Hollow in the Land (Unrated) Suspense thriller revolving around a woman’s (Dianna Agron) effort to clear her murder suspect brother’s (Jared Abrahamson) name after he flees from the scene of the crime. Supporting cast includes Shawn Ashmore, Rachelle Lefevre and Jessica McLeod.
I, Tonya (R for violence, pervasive profanity, and some sexuality and nudity) Warts-and-all biopic recounting the rise and fall from grace of Tonya Harding (Margot Robbie), the American figure skater whose bodyguard (Paul Walter Hauser) and ex-husband (Sebastian Stan) hired a mobster (Ricky Russert) to break the legs of her primary rival, Nancy Kerrigan (Caitlin Carver), weeks before the two were set to compete against each other in the 1994 Winter Olympics. With Allison Janney, Bobby Cannavale and Julianne Nicholson.
Miss Kiet’s Children (Unrated) Poignant profile of Kiet Engels, a schoolteacher who has dedicated her career to helping recent refugees make the cultural adjustment to life in Holland. (In Dutch with subtitles)
November Criminals (PG-13 for profanity, mature themes, teen sexuality, drug use and brief violence) Adaptation of Sam Munson’s young adult novel about a couple of high school seniors (Ansel Elgort and Chloe Grace Moretz) who attempt to solve the senseless murder of a classmate (Jared Kemp). With Catherine Keener, David Strathairn and Cory Hardrict.

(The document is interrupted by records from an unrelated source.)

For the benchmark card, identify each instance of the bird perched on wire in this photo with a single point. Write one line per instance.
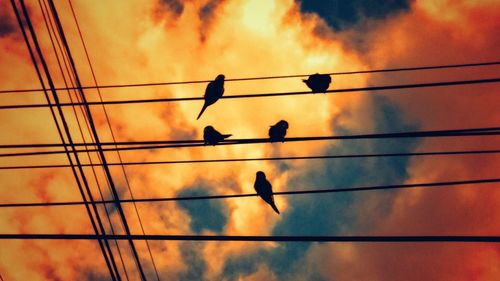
(212, 137)
(215, 90)
(277, 132)
(265, 190)
(318, 83)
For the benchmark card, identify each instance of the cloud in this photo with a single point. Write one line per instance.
(205, 215)
(332, 214)
(345, 14)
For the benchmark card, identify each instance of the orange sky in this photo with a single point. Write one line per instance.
(145, 41)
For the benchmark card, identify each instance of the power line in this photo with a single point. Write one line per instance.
(345, 90)
(109, 260)
(282, 193)
(96, 137)
(317, 157)
(433, 67)
(252, 238)
(50, 29)
(444, 132)
(197, 143)
(112, 135)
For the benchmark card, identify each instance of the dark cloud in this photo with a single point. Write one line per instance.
(174, 6)
(207, 11)
(207, 15)
(205, 214)
(332, 214)
(192, 255)
(341, 14)
(7, 25)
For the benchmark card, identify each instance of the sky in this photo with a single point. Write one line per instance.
(174, 40)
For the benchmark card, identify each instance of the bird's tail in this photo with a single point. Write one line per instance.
(274, 207)
(202, 110)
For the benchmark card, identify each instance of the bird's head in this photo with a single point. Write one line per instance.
(283, 124)
(208, 129)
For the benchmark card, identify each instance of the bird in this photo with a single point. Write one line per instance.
(212, 137)
(277, 132)
(318, 83)
(265, 190)
(215, 90)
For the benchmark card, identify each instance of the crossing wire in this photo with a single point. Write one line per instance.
(127, 182)
(51, 30)
(314, 157)
(111, 265)
(273, 238)
(199, 143)
(415, 68)
(282, 193)
(96, 136)
(260, 95)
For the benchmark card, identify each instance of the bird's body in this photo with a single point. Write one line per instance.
(265, 190)
(213, 92)
(318, 83)
(212, 137)
(277, 132)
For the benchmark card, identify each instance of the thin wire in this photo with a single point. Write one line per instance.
(442, 132)
(127, 182)
(108, 260)
(267, 77)
(253, 238)
(96, 136)
(48, 20)
(419, 134)
(317, 157)
(282, 193)
(345, 90)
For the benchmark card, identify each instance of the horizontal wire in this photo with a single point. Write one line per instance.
(263, 77)
(429, 132)
(420, 134)
(282, 193)
(316, 157)
(259, 238)
(345, 90)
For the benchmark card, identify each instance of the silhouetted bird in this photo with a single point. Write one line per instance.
(318, 83)
(277, 132)
(215, 90)
(265, 190)
(212, 136)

The Pirates of Somalia (Unrated) Adaptation of journalist Jay Bahadur’s (Evan Peters) best-selling memoir of the same name recounting how, in 2008, he embedded himself with African hijackers holding Western ships for ransom. Support cast includes Melanie Griffith, Russell Posner and Barkhad “I’m the Captain Now!” Abdi. (In English and Somali with subtitles)
Quest (Unrated) Inspirational documentary shot over the course of a decade, chronicling an African-American family’s struggle to survive in a North Philly ghetto.
The Rape of Recy Taylor (Unrated) Civil rights documentary, set in 1944, recounting a black rape victim’s quest for justice in the Alabama courts with the help of the NAACP’s Rosa Parks (Cynthia Erivo). With Robert Corbitt, Tommy Bernardi and Alma Daniels.